The guys got shovels and began digging a fire pit, where they planned to put the bath. Elena went and got firewood from the tarp on deck, lugging it up in three loads – one to them, two to the main firepit, where that morning’s embers were still glowing beneath the green branches Jonas had put over them. She crouched down to try to revive them, blowing at an angle as the guys had shown her. None of them had eaten anything since a peanut-butter sandwich at lunch.
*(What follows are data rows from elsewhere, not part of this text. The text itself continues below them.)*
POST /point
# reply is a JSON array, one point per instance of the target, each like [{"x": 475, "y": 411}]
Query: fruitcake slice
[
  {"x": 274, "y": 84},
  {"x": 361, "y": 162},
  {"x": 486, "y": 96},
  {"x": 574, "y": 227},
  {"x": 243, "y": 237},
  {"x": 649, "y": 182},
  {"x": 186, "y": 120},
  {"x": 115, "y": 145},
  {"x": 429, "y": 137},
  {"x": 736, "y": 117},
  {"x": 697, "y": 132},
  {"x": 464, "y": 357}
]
Her arms and legs felt stringy, and each time she turned her head it was as if the world took a second or two to catch up.

The sun began lowering itself towards the horizon. Jonas and Dean were like kids, messing around together in the dirt.

Elena took Jonas’s sharp, curved fish-cleaning knife and sliced into the Chinook’s belly. She tugged the blade along in a swooping motion, the way he showed her, and opened the fish up. Then she scraped out dark, twisted, fish-stinking entrails into a bag before cleaning out the cavity with patient strokes. She tied the guts tightly in their bag. Then she made her incisions under the pectoral fin, and snapped off the fish’s injured head. When she looked up, the men had heaved the bath over the pit, and were filling it up by lugging buckets of seawater from the shore. She went back to the salmon, drawing the knife along its spinal column, concentrating hard to keep her hand steady.

She washed the heavy salmon fillets down and laid them on the cedar plank as Jonas had shown her – the Native Canadian way. She had watched him spear the fish with a Swiss army knife corded onto a branch that afternoon in a stream that was teeming with Chinook. He stood very still on a rock, halfway out in the rushing water, holding the spear point below the surface. After a bit, he eased the knife towards a fish and then, with a sharp downward stab, he pinned it there. But he didn’t lift it out right away – he went into the freezing water, up to his thighs, and dug down with one hand to grab it. He came wading out of the water with an enormous salmon on the end of his spear. His eyes shone and were deep blue, like the sky behind him. She saw his Viking ancestors in his broad shoulders, the big fish in his hands and his solid, wet thighs coming over the rocks towards her.